Show Menu
TOPICS×

Data Feed contents - overview

This section describes the files found in a data feed delivery.

Manifest file

The manifest file contains the following details about each file that is part of the uploaded data set:
  • File name
  • File size
  • MD5 hash
  • Number of records contained in the file
The manifest file follows the same format as a Java JAR manifest file.
The manifest file is always delivered last as a separate .txt file, so that its existence indicates that the complete data set for that request period has already been delivered. Manifest files are named according to the following:
[rsid]_[YYYY-mm-dd].txt

A typical manifest file contains data similar to the following:
Datafeed-Manifest-Version: 1.0
 Lookup-Files: 1
 Data-Files: 1
 Total-Records: 611

 Lookup-File: rsid_date-lookup_data.tar.gz
 MD5-Digest: af6de42d8b945d4ec1cf28360085308
 File-Size: 63750

 Data-File: 01-rsid_date.tsv.gz
 MD5-Digest: 9c70bf783cb3d0095a4836904b72c991
 File-Size: 122534
 Record-Count: 611

Every manifest file contains a header, indicating the total number of lookup files, data files, and total number of records in all data files. This header is followed by multiple sections containing information for each file included in the data feed delivery.
Some feeds are configured to receive a .fin file instead of a .txt manifest. The .fin indicates that the upload is complete, but it contains no metadata about the upload.

Lookup files

Some data feed columns output a number that corresponds to its actual value. Lookup files are used to match a number from a data feed column and match it to an actual value. For example, a value of "497" in the browser hit data column indicates that the hit came from "Microsoft Internet Explorer 8" if you look in browser.tsv .
Note that the column_headers.tsv and event_list.tsv are specific to the data feed and report suite. Other files, such as browser.tsv , are generic.
The lookup files are delivered together in a compressed zip named according to the following:
[rsid]_[YYYY-mm-dd]-lookup_data.[compression_suffix]

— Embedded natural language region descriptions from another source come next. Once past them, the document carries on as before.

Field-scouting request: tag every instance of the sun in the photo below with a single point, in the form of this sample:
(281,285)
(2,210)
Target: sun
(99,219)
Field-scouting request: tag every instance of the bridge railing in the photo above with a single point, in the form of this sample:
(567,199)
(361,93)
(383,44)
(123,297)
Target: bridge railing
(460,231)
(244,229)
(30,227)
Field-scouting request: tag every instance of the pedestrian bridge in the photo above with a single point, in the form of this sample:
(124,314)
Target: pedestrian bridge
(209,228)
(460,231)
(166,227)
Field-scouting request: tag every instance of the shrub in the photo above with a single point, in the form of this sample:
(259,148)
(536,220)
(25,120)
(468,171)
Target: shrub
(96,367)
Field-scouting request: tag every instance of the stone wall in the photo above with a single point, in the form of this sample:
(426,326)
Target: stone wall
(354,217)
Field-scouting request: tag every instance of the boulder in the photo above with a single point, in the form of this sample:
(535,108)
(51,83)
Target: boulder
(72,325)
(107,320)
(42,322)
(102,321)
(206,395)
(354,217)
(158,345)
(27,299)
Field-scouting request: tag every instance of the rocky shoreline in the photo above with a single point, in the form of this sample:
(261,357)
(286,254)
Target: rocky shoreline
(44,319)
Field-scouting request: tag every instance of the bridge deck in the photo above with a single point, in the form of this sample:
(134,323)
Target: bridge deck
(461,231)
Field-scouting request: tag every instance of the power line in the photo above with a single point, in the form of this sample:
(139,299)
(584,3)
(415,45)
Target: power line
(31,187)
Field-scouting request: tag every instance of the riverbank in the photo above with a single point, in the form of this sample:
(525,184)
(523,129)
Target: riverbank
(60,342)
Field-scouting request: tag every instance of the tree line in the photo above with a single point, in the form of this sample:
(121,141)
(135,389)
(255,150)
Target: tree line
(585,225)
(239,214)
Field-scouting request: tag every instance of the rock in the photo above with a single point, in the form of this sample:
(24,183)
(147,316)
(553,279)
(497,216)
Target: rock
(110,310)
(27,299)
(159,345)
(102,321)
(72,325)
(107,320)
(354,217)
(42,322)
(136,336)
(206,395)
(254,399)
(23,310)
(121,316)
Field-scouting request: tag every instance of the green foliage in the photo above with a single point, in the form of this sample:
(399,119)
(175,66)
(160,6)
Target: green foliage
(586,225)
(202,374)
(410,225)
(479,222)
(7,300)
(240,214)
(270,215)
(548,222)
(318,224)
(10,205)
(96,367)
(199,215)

  • column_headers.tsv (customized for this data feed)
  • browser.tsv
  • browser_type.tsv
  • color_depth.tsv
  • connection_type.tsv
  • country.tsv
  • javascript_version.tsv
  • languages.tsv
  • operating_systems.tsv
  • plugins.tsv
  • resolution.tsv
  • referrer_type.tsv
  • search_engines.tsv
  • event_lookup.tsv (customized for this data feed)

Hit data files

Hit data is provided in a hit_data.tsv file. The amount of data in this file is determined by the delivery format (hourly or daily, and single or multiple files). This file contains only hit data. The column headers are delivered separately with the lookup files. Each row in this file contains a single server call.
Files delivered by Adobe vary based on the type of data feed that you have configured. All files are encoded using ISO-8859-1.
  • [rsid] refers to the report suite ID the data feed is from.
  • [index] is used only in multiple file feeds, and refers to the correct order of paginated files.
  • [YYYY-mm-dd] refers to the starting day the data feed is for.
  • [HHMMSS] is used only in hourly feeds, and refers to the starting hour the data feed is for.
  • [compression_suffix] refers to the type of compression used. Typically data feeds are compressed into tar.gz or zip files.

Daily, single file

After data is collected for a day, you receive a single compressed data file and a manifest file. The data file is named:
[rsid]_[YYYY-mm-dd].[compression_suffix]
When extracted, the data file contains a single hit_data.tsv file with all data for that day, as well as lookup files for any required columns.

Daily, multiple files

After data is collected for a day, you receive one or more compressed data files and a manifest file. The data file is named:
[index]-[rsid]_[YYYY-mm-dd].[compression_suffix]
When extracted, each data file contains a single hit_data.tsv that contains approximately 2GB of uncompressed data, as well as lookup files for any required columns.

Hourly, single file

After data is collected for an hour, you receive a single compressed data file and a manifest file. The data file is named:
[rsid]_[YYYY-mm-dd]-[HHMMSS].[compression_suffix]
When extracted, the data file contains a single hit_data.tsv file with all data for that hour, as well as lookup files for any required columns.

Hourly, multiple files

After data is collected for an hour, you receive one or more compressed data files and a manifest file. The data file is named:
[index]-[rsid]_[YYYY-mm-dd]-[HHMMSS].[compression_suffix]
When extracted, each data file contains a single hit_data.tsv that contains approximately 2GB of uncompressed data, as well as lookup files for any required columns.

Data file size

The hit data file size varies greatly depending on the number of variables actively used and amount of traffic sent to report suite. However, on average, a row of data is approximately 500B (compressed) or 2KB (uncompressed). Multiplying this by the number of server calls can provide a rough estimate on how large a data feed file is. Once your organizations starts receiving data feed files, you can find a more accurate number by dividing the number of rows in hit_data.tsv by its total file size.